« Arrête de te plaindre, ça pourrait être pire ! », « Il fait de son mieux, pourquoi tu t’énerves ? », « C’est normal que tu gères, tu lui dois bien ça »…
Reconnais-tu ce genre de phrase que tu peux te dire à toi-même pour faire taire tes émotions ?
Pourtant, les ressentis de révolte qui t’envahissent parfois – voire souvent – sont humains et légitimes. Oui, chère Fabuleuse, tu as le droit d’éprouver de la colère envers les multiples obstacles que tu rencontres dans ta vie d’aidante !
Malheureusement, la colère est souvent cataloguée parmi les émotions dites “négatives”, au même titre que la tristesse ou la peur. Pourquoi ? Parce qu’on nous a généralement appris dès l’enfance que c’était “mal” de s’énerver. De plus, la mode actuelle est au positivisme : nous croulons sous les injonctions à être zen et à voir la vie en rose.
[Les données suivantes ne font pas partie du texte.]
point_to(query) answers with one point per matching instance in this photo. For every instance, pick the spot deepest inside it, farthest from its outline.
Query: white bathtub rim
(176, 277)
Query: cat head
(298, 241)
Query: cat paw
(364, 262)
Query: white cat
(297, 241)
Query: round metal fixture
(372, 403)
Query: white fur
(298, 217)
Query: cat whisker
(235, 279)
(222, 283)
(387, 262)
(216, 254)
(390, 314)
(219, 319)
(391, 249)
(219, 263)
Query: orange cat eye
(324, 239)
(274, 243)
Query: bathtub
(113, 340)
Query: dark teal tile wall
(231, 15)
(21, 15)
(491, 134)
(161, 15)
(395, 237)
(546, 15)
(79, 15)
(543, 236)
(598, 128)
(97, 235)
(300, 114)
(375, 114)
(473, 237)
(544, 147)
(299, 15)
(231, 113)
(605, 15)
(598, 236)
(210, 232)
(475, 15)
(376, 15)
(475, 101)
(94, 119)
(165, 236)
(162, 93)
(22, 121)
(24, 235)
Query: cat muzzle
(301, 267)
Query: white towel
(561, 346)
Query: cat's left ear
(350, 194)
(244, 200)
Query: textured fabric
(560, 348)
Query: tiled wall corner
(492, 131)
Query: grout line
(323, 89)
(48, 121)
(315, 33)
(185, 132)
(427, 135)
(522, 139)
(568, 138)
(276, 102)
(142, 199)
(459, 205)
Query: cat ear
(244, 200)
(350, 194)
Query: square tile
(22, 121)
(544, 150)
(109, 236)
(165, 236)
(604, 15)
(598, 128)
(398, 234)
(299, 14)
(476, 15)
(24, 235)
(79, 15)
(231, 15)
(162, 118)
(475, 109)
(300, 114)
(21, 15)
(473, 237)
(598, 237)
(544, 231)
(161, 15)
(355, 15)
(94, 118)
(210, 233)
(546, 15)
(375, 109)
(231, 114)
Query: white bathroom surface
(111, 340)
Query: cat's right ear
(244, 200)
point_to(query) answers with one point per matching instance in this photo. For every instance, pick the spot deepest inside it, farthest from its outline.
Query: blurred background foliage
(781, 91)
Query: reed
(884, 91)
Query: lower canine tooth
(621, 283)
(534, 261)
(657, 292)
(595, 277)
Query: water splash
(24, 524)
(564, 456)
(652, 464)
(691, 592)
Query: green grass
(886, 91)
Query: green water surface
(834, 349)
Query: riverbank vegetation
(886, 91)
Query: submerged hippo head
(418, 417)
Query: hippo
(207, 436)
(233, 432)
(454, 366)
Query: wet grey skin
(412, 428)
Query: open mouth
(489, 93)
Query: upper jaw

Enfin, la colère s’accompagne souvent de sensations désagréables : la mâchoire se serre, les muscles se crispent, le cœur accélère, la chaleur monte…
Et justement, si nous écoutions ce que notre corps vient nous dire dans ces moments-là ?
Le mot “émotion” vient du latin ex-movere qui signifie “bouger hors de” : une émotion est donc faite pour circuler ; c’est un signal du corps pour transmettre un message hors de soi. En tant que telle, une émotion n’est donc jamais négative : elle exprime simplement un besoin intérieur qui attend une réponse. Basiquement, la joie signale un besoin de partage, la peur un besoin de protection, la tristesse un besoin de réconfort et la colère un besoin de changement.
Mais de nombreux autres besoins peuvent se cacher derrière !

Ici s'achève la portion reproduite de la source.